In a recent opinion piece for the Wall Street Journal I highlighted the plight of America’s Finest, a fishing vessel that, unless it is granted a waiver, will be prohibited from operating in U.S. waters due to its violation of the Jones Act. Although built in Washington state, the ship used steel, amounting to approximately 10 percent of the ship’s weight, that was cut and bent in the Netherlands. Coast Guard rules related to the Jones Act limit the amount of such foreign-modified steel to 1.5 percent (foreign-made raw steel, in contrast, can be used in unlimited amounts). Unsurprisingly the column has generated some notes of dissent, including a letter to the editor from Chris Philips, the managing editor of Fishermen’s News:
Regarding Colin Grabow’s “The Jones Act Drives America’s Finest Into Exile” (op-ed, April 30): The Jones Act is a cabotage rule similar to those enacted in most countries having a coastline, including Canada, Japan, South Korea, China, Germany and France. Mr. Grabow claims: “The shipyard says it simply wasn’t aware of the rule.” The shipyard in question has been building Jones Act vessels for more than 40 years. No one at Dakota Creek Industries, from the security guard to the president, is unaware of the rule.

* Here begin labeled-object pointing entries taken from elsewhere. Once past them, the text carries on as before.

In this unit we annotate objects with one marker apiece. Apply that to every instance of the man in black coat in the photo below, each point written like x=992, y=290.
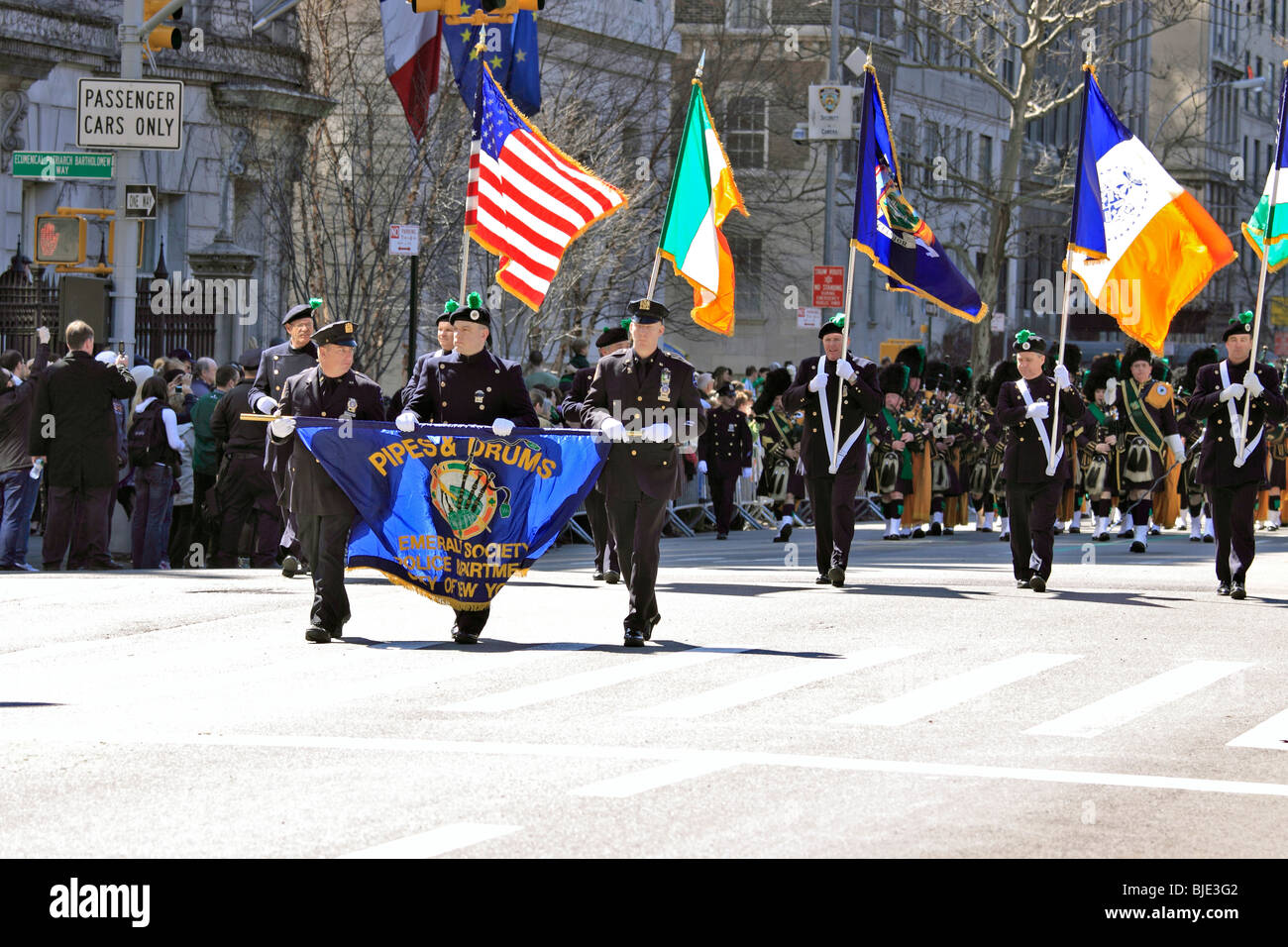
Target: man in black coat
x=244, y=484
x=724, y=455
x=574, y=411
x=1231, y=475
x=816, y=389
x=275, y=365
x=630, y=392
x=1024, y=410
x=325, y=514
x=73, y=428
x=471, y=385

Mr. Philips is correct that the Jones Act is a cabotage rule. His contention that it is similar to those of most countries, and those he lists in particular, however, is incorrect. The World Economic Forum, for example, has described the Jones Act as the “most restrictive example” of such laws and none of the countries listed by Philips feature the Jones Act’s requirement that ships engaged in cabotage trade be domestically built. Furthermore, both Germany and France as members of the European Union allow ships from other EU members to engage in cabotage. As for the claim by the shipyard which built the America’s Finest that it was “wasn’t aware of the rule,” a fair reading of my column makes plain that this was in reference not to the Jones Act, but rather its specific restriction that foreign-modified steel was limited to 1.5 percent of the ship’s weight. Indeed, I cited that 1.5 percent figure in the sentence preceding the claim about a lack of awareness. Philips then continues:
Mr. Grabow says the price of new vessels encourages the use of older ships. This is a no-brainer and a non sequitur. The same market forces apply to any depreciable asset world-wide. He also makes the oft-repeated claim that the Jones Act “made it difficult to ship emergency aid to Puerto Rico.” This is simply false.
Such comments reflect a failure to engage with the substance of what I wrote. By prohibiting access to foreign-built ships—or in this case, domestically-built ships which use too much foreign-worked steel—the Jones Act artificially drives up the cost of newer vessels. This, in turn, forces mariners to work on ships that are less safe and efficient than newer vessels. Indeed, the company which ordered America’s Finest was motivated in part by a desire for greater efficiency and to provide its employees with safety improvements. This is by no means a non sequitur, and gets to the core of the burden imposed by the Jones Act. Regarding aid to Puerto Rico, meanwhile, I stand by my words. Greenpeace, for example, says that it would have been easily able to transport donated supplies on a foreign-registered vessel to Puerto Rico absent the Jones Act, but instead the matter was “quite complicated.” Economist Thomas Grennes further notes that a “Norwegian-flag ship that was docked in New Orleans offered to take supplies to Puerto Rico, but the waiver expired before it could complete its voyage.” Philips concludes:
The Jones Act exists to protect our nation’s shipbuilding industry, which is critical to the security of this country. Those of us in the maritime and military fields understand this very well.
If this is so then the Jones Act, as typical of protectionist schemes, is a failure. In 2015 the U.S. Maritime Administration (MARAD) listed the number of active shipyards in the United States at 124 of which only 22 are “mid-sized to large shipyards capable of building naval ships and submarines, oceangoing cargo ships, drilling rigs and high-value, high-complexity mid-sized vessels.” In comparison, Japan currently has over 1,000 shipyards and it is estimated that China has over 2,000. Europe has roughly 60 shipyards capable of producing ships at least 150 meters in length. Measured in terms of output the picture is equally dismal, with the shipbuilding sector hugely dependent on government contracts. As MARAD itself notes, 10 out of 12 large deep-draft vessels delivered in 2014 were to U.S. government agencies and “98 out of the 150 new vessels ordered from U.S. private shipbuilders [that year] were for the U.S. military.” This lack of competitiveness and dependence on government is also evidenced by the fact that from 2006–2016 U.S. shipyards produced an average of merely 4.1 tankers and cargo ships per year. This is the opposite of a thriving sector. Such statistics are the tip of the iceberg in documenting the Jones Act’s myriad shortcomings, both in terms of ensuring a healthy shipbuilding sector and bolstering the country’s national security.